I’m glad we were able to travel the area in June. Here are some tidbits I collected for the post.
Laramie today is a town of nearly 31,000 people. It is near the Medicine Bow Mountains and recreational parks. It is home to the University of Wyoming.
Laramie is also the historic place where a woman first cast a vote in a general election. Some of the street art depicts pioneer women making significant milestones toward individual freedom.
In the early days, American Indians scattered the area during hunting season as they looked for large wildlife to sustain their livelihood.

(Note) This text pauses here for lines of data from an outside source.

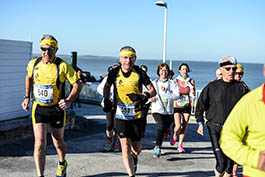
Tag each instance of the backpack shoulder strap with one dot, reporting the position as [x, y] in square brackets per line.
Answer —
[35, 64]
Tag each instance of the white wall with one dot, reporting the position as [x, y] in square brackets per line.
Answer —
[14, 57]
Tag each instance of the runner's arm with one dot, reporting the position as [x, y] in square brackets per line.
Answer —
[65, 103]
[28, 88]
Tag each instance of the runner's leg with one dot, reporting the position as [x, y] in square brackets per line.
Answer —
[58, 142]
[40, 136]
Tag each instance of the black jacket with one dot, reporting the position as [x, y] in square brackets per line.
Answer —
[218, 99]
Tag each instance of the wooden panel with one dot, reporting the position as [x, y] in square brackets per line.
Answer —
[14, 57]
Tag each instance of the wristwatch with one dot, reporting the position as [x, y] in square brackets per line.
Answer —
[26, 97]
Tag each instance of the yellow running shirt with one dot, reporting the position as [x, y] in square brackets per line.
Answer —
[124, 86]
[45, 89]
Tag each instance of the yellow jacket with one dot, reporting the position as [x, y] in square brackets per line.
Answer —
[243, 134]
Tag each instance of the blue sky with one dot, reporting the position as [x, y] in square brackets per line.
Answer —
[200, 30]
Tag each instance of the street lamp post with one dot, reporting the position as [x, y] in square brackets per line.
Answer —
[164, 4]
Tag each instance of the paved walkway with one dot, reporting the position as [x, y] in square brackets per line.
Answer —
[86, 156]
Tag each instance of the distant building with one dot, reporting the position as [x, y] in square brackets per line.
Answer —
[14, 57]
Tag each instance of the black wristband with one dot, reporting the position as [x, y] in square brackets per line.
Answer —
[147, 94]
[26, 97]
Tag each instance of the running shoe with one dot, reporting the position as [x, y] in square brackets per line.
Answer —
[135, 162]
[169, 131]
[165, 136]
[61, 172]
[173, 140]
[108, 146]
[181, 149]
[157, 152]
[115, 148]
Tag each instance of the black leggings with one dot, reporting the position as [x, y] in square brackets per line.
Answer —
[163, 122]
[110, 119]
[223, 163]
[144, 113]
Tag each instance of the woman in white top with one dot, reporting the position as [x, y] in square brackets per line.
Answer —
[112, 136]
[162, 104]
[182, 106]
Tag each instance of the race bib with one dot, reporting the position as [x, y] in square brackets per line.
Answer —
[43, 93]
[165, 102]
[183, 101]
[125, 111]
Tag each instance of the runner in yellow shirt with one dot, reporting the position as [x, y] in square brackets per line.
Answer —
[243, 135]
[45, 77]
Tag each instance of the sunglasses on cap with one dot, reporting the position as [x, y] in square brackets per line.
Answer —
[239, 73]
[229, 68]
[50, 49]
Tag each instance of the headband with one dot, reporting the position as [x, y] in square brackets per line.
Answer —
[226, 63]
[131, 53]
[240, 67]
[49, 42]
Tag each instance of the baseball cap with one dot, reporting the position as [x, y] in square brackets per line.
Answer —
[227, 60]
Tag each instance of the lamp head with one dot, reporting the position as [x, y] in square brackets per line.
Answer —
[161, 3]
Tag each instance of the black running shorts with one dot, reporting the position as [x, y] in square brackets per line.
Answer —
[182, 110]
[129, 129]
[52, 115]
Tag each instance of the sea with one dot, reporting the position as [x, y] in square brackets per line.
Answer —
[202, 72]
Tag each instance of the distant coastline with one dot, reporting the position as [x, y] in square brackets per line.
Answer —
[115, 58]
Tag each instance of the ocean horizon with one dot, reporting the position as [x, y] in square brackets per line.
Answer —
[202, 72]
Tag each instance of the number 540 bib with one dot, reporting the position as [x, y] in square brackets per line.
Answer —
[125, 111]
[43, 93]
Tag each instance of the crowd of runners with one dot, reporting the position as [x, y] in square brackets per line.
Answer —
[128, 95]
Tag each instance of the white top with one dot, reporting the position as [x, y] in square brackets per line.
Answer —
[100, 88]
[164, 103]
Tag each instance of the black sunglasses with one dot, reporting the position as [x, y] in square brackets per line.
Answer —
[229, 68]
[50, 49]
[239, 73]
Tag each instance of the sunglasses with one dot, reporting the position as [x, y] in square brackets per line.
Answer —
[50, 49]
[229, 68]
[239, 73]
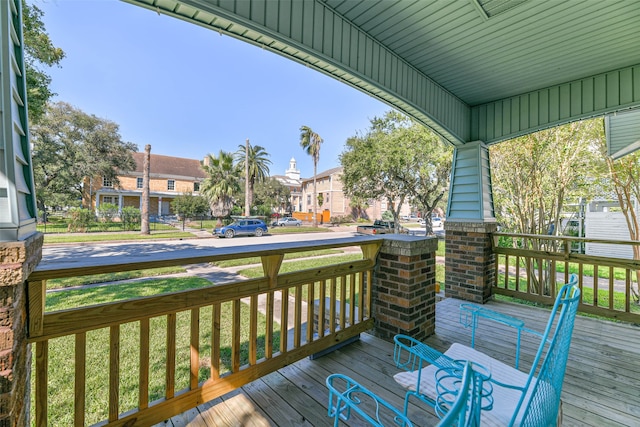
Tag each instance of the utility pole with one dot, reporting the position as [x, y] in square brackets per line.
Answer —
[247, 202]
[146, 168]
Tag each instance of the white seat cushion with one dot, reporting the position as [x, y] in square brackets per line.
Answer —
[505, 400]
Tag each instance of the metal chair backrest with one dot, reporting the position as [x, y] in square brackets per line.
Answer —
[542, 405]
[462, 413]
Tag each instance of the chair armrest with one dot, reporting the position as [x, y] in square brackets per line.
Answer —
[346, 395]
[470, 313]
[410, 354]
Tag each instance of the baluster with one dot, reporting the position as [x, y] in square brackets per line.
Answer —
[114, 372]
[170, 379]
[310, 311]
[195, 348]
[80, 378]
[253, 330]
[42, 382]
[268, 350]
[343, 300]
[332, 306]
[322, 309]
[297, 317]
[595, 285]
[361, 297]
[284, 320]
[143, 398]
[215, 341]
[352, 299]
[235, 343]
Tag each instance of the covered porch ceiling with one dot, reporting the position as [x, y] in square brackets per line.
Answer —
[471, 70]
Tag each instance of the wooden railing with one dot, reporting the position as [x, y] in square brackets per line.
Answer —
[533, 267]
[336, 298]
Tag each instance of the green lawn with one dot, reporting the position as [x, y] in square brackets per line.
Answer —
[111, 277]
[61, 350]
[100, 237]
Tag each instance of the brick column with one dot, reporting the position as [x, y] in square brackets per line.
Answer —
[404, 287]
[17, 261]
[470, 264]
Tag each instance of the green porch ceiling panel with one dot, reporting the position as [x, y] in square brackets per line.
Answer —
[17, 194]
[471, 194]
[623, 133]
[313, 33]
[508, 118]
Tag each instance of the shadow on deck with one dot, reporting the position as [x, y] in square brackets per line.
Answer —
[601, 385]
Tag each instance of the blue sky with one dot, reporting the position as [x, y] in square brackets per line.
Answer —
[189, 91]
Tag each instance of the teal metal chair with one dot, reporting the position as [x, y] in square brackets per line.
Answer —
[456, 401]
[516, 398]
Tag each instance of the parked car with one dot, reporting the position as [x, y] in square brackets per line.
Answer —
[242, 227]
[436, 221]
[287, 222]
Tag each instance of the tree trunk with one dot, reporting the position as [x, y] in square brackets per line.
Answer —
[144, 214]
[315, 195]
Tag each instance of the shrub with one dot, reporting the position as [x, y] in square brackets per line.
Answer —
[106, 213]
[130, 217]
[340, 219]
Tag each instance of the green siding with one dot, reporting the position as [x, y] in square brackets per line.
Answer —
[507, 118]
[17, 194]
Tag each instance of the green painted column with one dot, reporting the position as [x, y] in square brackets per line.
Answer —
[469, 258]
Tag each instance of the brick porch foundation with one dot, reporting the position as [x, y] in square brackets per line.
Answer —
[17, 261]
[469, 260]
[404, 287]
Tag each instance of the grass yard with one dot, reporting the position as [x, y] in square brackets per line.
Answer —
[62, 350]
[69, 282]
[587, 295]
[103, 237]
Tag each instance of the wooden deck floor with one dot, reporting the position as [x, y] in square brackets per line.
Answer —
[601, 387]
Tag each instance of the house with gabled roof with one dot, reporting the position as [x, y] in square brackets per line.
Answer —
[335, 202]
[169, 177]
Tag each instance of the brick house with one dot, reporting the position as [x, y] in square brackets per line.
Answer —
[335, 202]
[291, 179]
[169, 177]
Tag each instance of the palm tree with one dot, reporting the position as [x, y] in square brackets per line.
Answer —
[258, 166]
[310, 142]
[221, 184]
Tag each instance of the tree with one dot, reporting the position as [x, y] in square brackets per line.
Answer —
[534, 175]
[39, 51]
[311, 142]
[222, 183]
[258, 166]
[69, 146]
[398, 160]
[272, 194]
[187, 205]
[359, 206]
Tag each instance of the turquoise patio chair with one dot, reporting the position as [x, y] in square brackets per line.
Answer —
[458, 395]
[516, 398]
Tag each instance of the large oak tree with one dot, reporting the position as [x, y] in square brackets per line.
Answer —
[69, 146]
[399, 160]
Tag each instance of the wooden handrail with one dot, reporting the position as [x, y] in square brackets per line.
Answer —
[324, 329]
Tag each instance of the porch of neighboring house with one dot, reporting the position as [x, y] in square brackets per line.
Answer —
[601, 385]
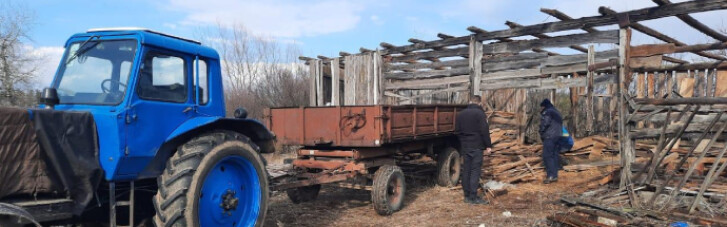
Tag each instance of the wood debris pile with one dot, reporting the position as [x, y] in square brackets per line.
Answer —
[512, 162]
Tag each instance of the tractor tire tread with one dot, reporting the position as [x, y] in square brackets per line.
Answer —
[174, 183]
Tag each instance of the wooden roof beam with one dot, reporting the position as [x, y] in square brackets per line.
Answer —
[564, 17]
[304, 58]
[477, 30]
[413, 40]
[544, 36]
[674, 60]
[386, 45]
[594, 21]
[695, 23]
[653, 33]
[444, 36]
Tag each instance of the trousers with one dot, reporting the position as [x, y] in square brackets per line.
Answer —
[551, 157]
[471, 171]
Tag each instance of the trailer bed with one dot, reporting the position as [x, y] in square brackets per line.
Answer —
[360, 126]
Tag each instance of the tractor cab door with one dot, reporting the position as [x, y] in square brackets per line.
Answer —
[162, 100]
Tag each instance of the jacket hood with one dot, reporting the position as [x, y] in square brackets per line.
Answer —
[546, 103]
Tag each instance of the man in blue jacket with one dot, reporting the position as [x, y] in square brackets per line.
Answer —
[474, 136]
[551, 131]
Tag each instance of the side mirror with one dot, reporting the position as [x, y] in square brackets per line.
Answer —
[241, 113]
[49, 97]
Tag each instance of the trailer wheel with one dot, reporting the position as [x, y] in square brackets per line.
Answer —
[448, 167]
[216, 179]
[303, 194]
[387, 193]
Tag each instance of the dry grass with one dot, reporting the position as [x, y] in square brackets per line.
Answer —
[429, 205]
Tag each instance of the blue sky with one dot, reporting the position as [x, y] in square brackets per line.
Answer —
[321, 27]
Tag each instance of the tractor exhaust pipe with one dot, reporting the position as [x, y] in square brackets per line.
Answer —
[49, 98]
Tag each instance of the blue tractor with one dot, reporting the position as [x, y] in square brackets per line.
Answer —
[133, 111]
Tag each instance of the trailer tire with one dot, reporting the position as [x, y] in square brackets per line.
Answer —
[303, 194]
[448, 167]
[197, 170]
[387, 193]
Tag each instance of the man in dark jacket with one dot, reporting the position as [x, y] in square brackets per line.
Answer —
[551, 129]
[474, 136]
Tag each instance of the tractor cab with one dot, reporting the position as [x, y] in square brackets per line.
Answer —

Laramie is another example too of the influence from those outside
the United States who made lasting impacts toward societal growth.
A French-Canadian trapper
named Jacques La Ramee, sometimes spelled La Ramie, arrived in the area about
1817, and is thought to have explored the area around the Laramie River in what
is now Wyoming.
Euro-American settlement commenced in
1862 with the arrival of Ben Holladay’s Overland Stage line.
The impending arrival of the Union Pacific Railroad on the Laramie Plains was assured when company surveyor James Evans laid out the general course of the line in 1864. The 1866 construction of Fort Sanders basically ensured settlement would continue in the area.